The Problem I Kept Running Into

I was shipping features every day, but the real friction wasn't the code — it was everything around it.

Merge conflicts piling up because the team moves fast. Security vulnerabilities surfacing mid-sprint because of SOC2 requirements I can't ignore. And every time a pipeline failed, the drill was the same: drop what I'm doing, switch branches, investigate, patch, push — and somehow not break what I already had in flight.

Worse, the "automated" solutions I tried polluted my working branch. Suggested fixes that never got picked up. Patches that conflicted with my in-progress changes. I wanted my original code to stay clean — but I still needed a way to test, fix, and move forward without losing momentum.

What I Built

Apex is a self-healing pipeline orchestrator built on GitLab Duo Agent Flows.

The idea is simple: when your pipeline fails, you assign Apex as a reviewer. That's it. You walk away.

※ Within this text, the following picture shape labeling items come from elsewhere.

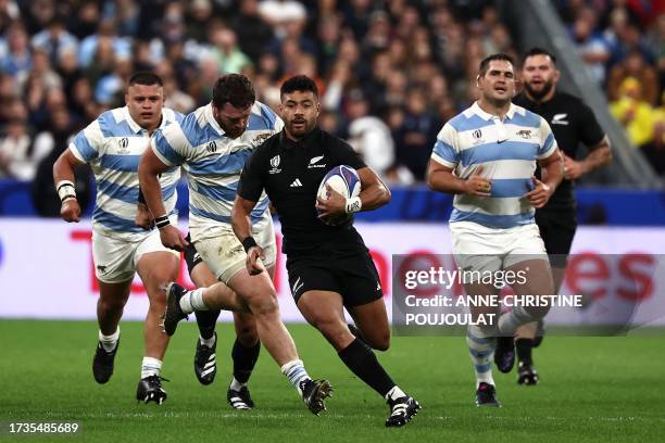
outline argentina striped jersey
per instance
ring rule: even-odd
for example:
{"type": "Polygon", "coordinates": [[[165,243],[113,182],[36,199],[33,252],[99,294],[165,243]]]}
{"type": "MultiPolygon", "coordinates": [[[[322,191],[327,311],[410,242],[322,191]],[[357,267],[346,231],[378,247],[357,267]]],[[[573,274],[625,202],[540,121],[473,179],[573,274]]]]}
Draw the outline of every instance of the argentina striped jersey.
{"type": "MultiPolygon", "coordinates": [[[[230,224],[230,212],[244,161],[284,123],[268,106],[254,102],[247,129],[235,139],[225,136],[213,117],[212,104],[185,116],[179,125],[158,131],[152,151],[166,165],[183,165],[189,181],[189,227],[193,232],[230,224]]],[[[265,192],[252,211],[252,221],[264,218],[265,192]]]]}
{"type": "MultiPolygon", "coordinates": [[[[164,107],[160,127],[167,127],[180,119],[180,113],[164,107]]],[[[68,149],[74,156],[90,164],[97,181],[92,229],[127,240],[149,233],[134,223],[139,195],[138,165],[149,139],[148,131],[134,122],[129,110],[124,106],[101,114],[70,143],[68,149]]],[[[179,178],[177,167],[160,178],[168,214],[175,213],[179,178]]]]}
{"type": "Polygon", "coordinates": [[[450,223],[474,221],[490,228],[512,228],[535,223],[535,210],[525,197],[534,189],[537,160],[556,151],[548,123],[524,107],[511,104],[503,121],[474,103],[448,122],[435,143],[431,159],[468,178],[482,166],[491,181],[491,197],[456,194],[450,223]]]}

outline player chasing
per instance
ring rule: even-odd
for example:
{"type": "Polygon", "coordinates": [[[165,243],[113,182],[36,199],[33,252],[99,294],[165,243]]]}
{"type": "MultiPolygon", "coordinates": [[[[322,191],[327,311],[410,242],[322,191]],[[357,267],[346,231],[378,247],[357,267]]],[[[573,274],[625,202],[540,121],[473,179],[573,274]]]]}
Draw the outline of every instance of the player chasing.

Behind the scenes, five AI agents go to work:

  • Sentinel — gathers full MR context, logs, and environment state
  • Forensic — runs 4-layer root cause analysis (what failed → why → recurrence history → security patterns)
  • Surgeon — generates a targeted fix and pushes it to a separate branch off yours — never touching your original code
  • Triage — classifies the issue, scores duplicates, creates a tracked work item
  • Herald — posts a full diagnostic report with time-saved metrics and escalates security findings

The fix lands as a clean MR targeting your branch. You review it, merge it, done. No context switch. No branch pollution. Your original work stays exactly as you left it.

What I Learned

Building Apex taught me that the real problem with broken pipelines isn't the failure — it's the interruption. Every time a developer has to stop and investigate, they lose flow. The fix isn't just automation; it's automation that respects the developer's context.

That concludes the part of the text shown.